The second way in which option (i) might be misleading lies in the way that the left hand columns are described. On option (i), being-in as such is glossed as comporting towards entities as entities. But this obscures the fact that we only get entities in the picture when being-in is fallen (the third column). Being-in as such (the first two columns) is Dasein's disclosedness (projecting possibilities, finding thrownness, articulating intelligibility), which is its openness to being.

Option (ii) attempts to avoid both of these problems, but runs into equally serious problems of its own. First, it addresses the second problem by describing being-in as openness to being rather than comportment towards entities as entities (i.e. in their being). But this risks severing dasein's openness to being from its comportment towards entities, and so implying that dasein's disclosure of being is some kind of mystical communion distinct from its everyday dealings with entities. Being is always the being of entities, so an openness to being is always an openness to entities in their being.

Option (ii) addresses the first problem by describing fallen dasein not as ontic, but as ontico-ontological. Dasein never simply relates to entities apart from its comportment towards them as entities (i.e. in their being), so is never merely ontic. Identifying the right hand column as ontico-ontological makes clear that it is a modification (via falling) of the left hand columns, rather than an addition to or substratum for them. It emphasises that the columns cannot be understood separately. The problem with this is that it might not be clear what the 'ontological' columns add to the picture, if the right hand column is in itself (ontico-)ontological.

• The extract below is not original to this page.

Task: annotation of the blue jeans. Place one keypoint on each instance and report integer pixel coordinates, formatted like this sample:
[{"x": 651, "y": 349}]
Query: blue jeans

So the problem is basically this: given that the chart is supposed to show dasein as ontico-ontological, and given that it is through falling (the right hand column) that dasein's understanding of being connects up with the ontic, do we characterise this right hand column in terms of the "whole" that is realised in it (ontico-ontological) or the "part" that is contributed by it (ontic)? Similarly for the left hand columns. In other words: given that in making a chart we have to draw lines through the insoluble unity of dasein's being, where do we put the lines? Do we take Dasein as the (ontic) entity that understands the being of entities (ontological), or as the understander of being (ontological) that grasps being through entities (ontico-ontological)?